El episodio refleja lo reconocida que es a nivel internacional Concha y Toro, la viña más globalizada de América Latina, fundada en 1883 por Melchor Concha y Toro,  con ventas en 2009 por US$643 millones en 135 países. Se trata de una empresa con historia. Madura. Aunque esa moneda tiene otra cara: Tras años de crecimientos espectaculares, es difícil que la firma mantenga ese ritmo en el largo plazo y logre el tamaño de grandes jugadores estadounidenses y europeos, como la californiana Constellation, que produce anualmente 83 millones de cajas de nueve litros y vende más de US$3.500 millones. De hecho, este año las ventas de la empresa crecerán poco más del 3%, según informes de BanChile, tras cinco años con un crecimiento promedio anual de 16%.

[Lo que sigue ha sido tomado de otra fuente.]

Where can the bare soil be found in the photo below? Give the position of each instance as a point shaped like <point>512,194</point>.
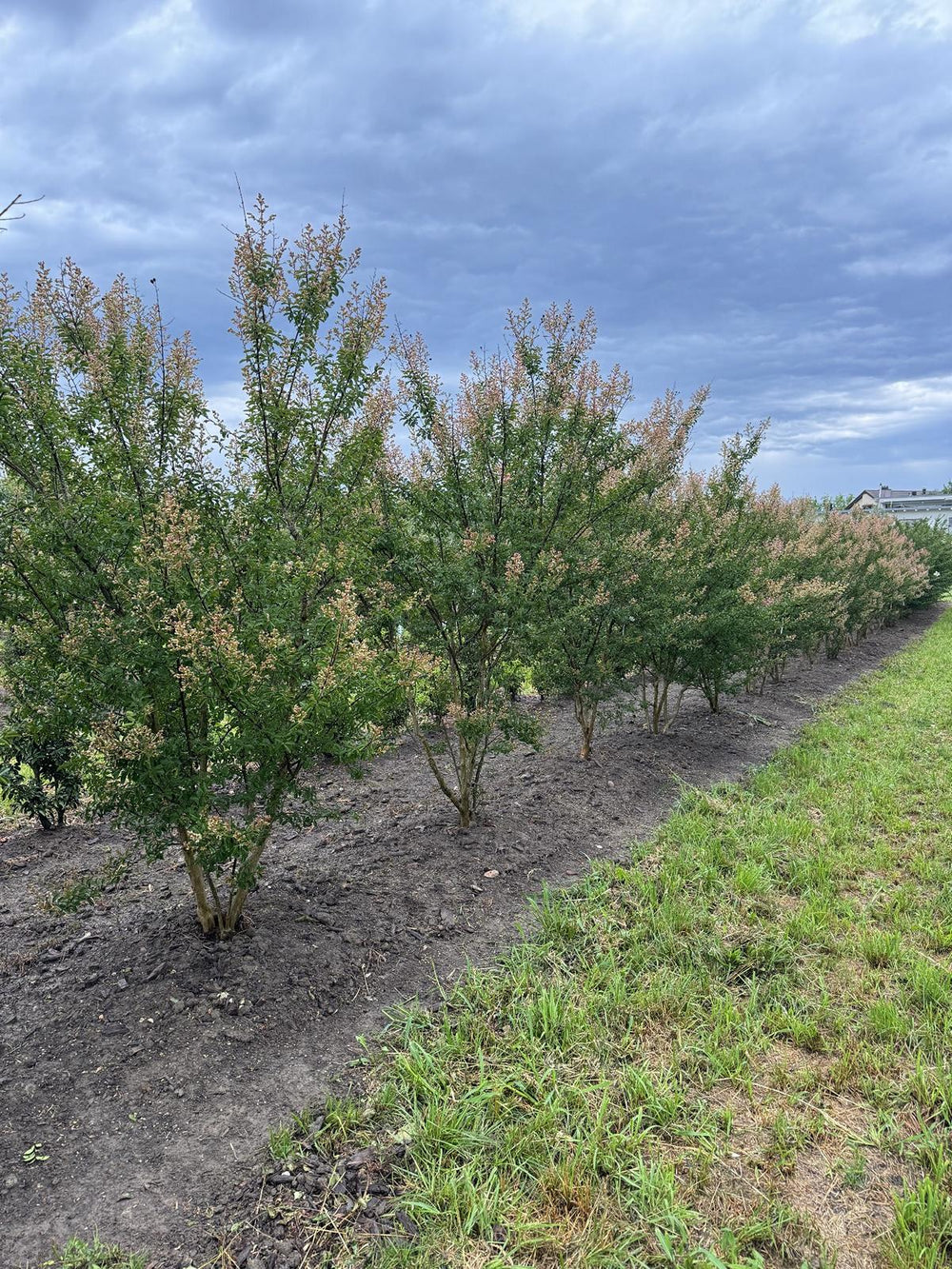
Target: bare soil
<point>147,1063</point>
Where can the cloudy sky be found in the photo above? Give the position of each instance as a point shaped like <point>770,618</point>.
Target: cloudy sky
<point>753,193</point>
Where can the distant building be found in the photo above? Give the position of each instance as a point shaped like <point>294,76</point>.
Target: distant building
<point>906,504</point>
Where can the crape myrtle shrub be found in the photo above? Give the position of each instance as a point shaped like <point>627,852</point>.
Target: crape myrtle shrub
<point>937,545</point>
<point>201,603</point>
<point>193,613</point>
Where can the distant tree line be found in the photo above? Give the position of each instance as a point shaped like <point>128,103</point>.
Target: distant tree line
<point>196,613</point>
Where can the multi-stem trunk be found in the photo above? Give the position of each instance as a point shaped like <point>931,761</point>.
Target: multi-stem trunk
<point>220,913</point>
<point>585,716</point>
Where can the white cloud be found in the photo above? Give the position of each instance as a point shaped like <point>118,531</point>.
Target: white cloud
<point>928,260</point>
<point>863,410</point>
<point>840,22</point>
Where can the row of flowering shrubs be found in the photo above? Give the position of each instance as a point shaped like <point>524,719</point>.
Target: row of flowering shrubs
<point>194,613</point>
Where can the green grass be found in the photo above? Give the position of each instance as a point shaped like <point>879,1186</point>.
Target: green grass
<point>95,1256</point>
<point>735,1051</point>
<point>86,888</point>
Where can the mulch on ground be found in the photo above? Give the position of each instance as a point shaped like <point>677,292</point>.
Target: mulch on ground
<point>148,1063</point>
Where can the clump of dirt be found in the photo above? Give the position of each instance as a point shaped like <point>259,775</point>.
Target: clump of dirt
<point>307,1203</point>
<point>141,1065</point>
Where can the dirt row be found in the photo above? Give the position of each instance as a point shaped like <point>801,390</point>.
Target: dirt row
<point>141,1066</point>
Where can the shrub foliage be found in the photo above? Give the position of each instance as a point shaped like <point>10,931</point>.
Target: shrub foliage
<point>196,612</point>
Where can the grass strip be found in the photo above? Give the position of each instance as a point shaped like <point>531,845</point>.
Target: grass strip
<point>733,1052</point>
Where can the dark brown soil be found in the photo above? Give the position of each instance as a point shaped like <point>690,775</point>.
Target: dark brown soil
<point>150,1062</point>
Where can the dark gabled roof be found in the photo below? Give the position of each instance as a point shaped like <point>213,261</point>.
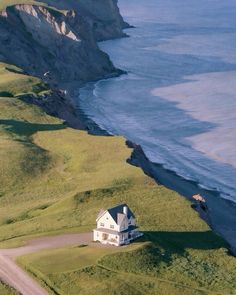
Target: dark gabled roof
<point>119,209</point>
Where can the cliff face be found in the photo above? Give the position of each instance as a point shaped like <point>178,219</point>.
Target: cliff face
<point>57,42</point>
<point>102,15</point>
<point>38,40</point>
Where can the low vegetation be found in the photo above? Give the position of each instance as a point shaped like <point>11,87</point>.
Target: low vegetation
<point>5,290</point>
<point>54,179</point>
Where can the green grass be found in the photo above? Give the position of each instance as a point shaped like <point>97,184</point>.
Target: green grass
<point>5,290</point>
<point>54,179</point>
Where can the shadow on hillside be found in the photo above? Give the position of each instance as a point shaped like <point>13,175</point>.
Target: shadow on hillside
<point>27,129</point>
<point>178,242</point>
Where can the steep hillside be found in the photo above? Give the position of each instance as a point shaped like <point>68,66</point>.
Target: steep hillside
<point>43,40</point>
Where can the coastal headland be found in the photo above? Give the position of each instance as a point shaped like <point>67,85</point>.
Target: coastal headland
<point>54,179</point>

No sólo porque sus rivales de mayor envergadura tienen la ventaja de estar dentro de los mercados de mayor consumo, con todas las ventajas de costos de envío que significa no tener que exportar. Sino también porque en la industria vitivinícola mundial las consolidaciones, las economías de escala y los grandes volúmenes no cuentan tanto como en otras.

“Ése no es nuestro objetivo. Concha y Toro quiere crecer con lo que posee y bajo el paraguas de nuestra marca”, dice Guilisasti cuando se le pregunta si podría adquirir operaciones en otros países. “El mercado del vino es atomizado y debe seguir siéndolo”. Tiene razón. La clave del negocio está en manejar como una joya el terroir, es decir, la combinación de la calidad de la tierra, el clima y la irrigación. Expertise que es imposible de reproducir en otra latitud. “Ningún enólogo puede lograr que un Don Melchor sepa igual en todas partes del mundo”, dice Maximiliano Morales, consultor de AndesWines.

La demanda por vinos nuevos y diversos también atomiza al mercado. “Constantemente se crean nichos, mediante los cuales irrumpen nuevas viñas a nivel mundial”, dice René Merino, presidente de la Asociación de Vinos de Chile. “En países como España, Francia e Italia existen más de 1.000 bodegas por país, producto que los consumidores buscan vinos cada vez más exclusivos”, señala Merino.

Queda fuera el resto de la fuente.